Emilio Picariello started a thriving bootlegging business in 1918 and became a familiar face in Whiskey Gap. The man known as "Emperor Pic" was eventually hanged along with accomplice Florence Lossandro in 1923 for the murder of a police officer.

"This old Emil Picariello drove through with a load or two and the police were chasing him at the time," said Raymond Hodgson, 86, who heard the story from his father Jerome.

"His son and the girl that hung with old Picariello were in this convoy and his son was in front with a load of booze," said Mr. Hodgson, who still lives in the family home just a kilometre away from the original site of the community.

"His son dropped a bottle of whiskey on the road for the police (to slow them down)," he laughed. "That was the last he saw of it. The police stopped to grab it for evidence. Dad didn't know whether they caught them or not."

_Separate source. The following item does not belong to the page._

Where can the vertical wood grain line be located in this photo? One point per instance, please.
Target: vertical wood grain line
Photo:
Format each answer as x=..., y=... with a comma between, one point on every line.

Patricia Schmaltz, 83, of Lethbridge was just a girl when she lived in Whiskey Gap in the early 1930s. Everyone knew about the smuggling, but no one was supposed to talk about it.

"It was just sort of acknowledged. We would hear somebody was coming through with a load of liquor and of course nobody told anything to the kids," said Ms. Schmaltz, whose father ran the Alberta Pacific Grain Company elevator at the time.

"You just had to pick it up from what people would say when they didn't think you were watching or listening."

Police had been keeping a close eye on the Whiskey Gap area for decades and would often stop by to warn Lynn Sommerfeldt to watch for smugglers coming through the hills.

"That had been going on (the smuggling) for 20 or 30 years. I mean, we worked daily with the police to report things and stuff," said Mr. Sommerfeldt, 69, who now lives in Lethbridge but at one point owned land all the way to the U.S. border.

"Another thing they were concerned about was there were a lot of people being smuggled through there in the last 20 years as well," he added.

Mr. Sommerfeldt said people had been wandering through the area from the Montana border for years, often carrying backpacks, and no one thought anything of it.

According to the legend of Whiskey Gap, rum-runners being chased by the law would drop loads of illicit booze into sinkholes in the area. The wooden casks would sink to the bottom and eventually resurface to be picked up a few days later when the heat was off.

That has led to any number of amateur historians searching for kegs of whiskey that never got collected.

"It's probably true because I've heard the story several times from different people," said Mr. Sommerfeldt.

To date, none of the lost kegs has been found.

As for modern-day smuggling, police still keep a watchful eye.

"Any smuggling across the border is an issue, whether it be illegal drugs or whether it be human smuggling," Const. Smith said. "But is it running rampant? I think not."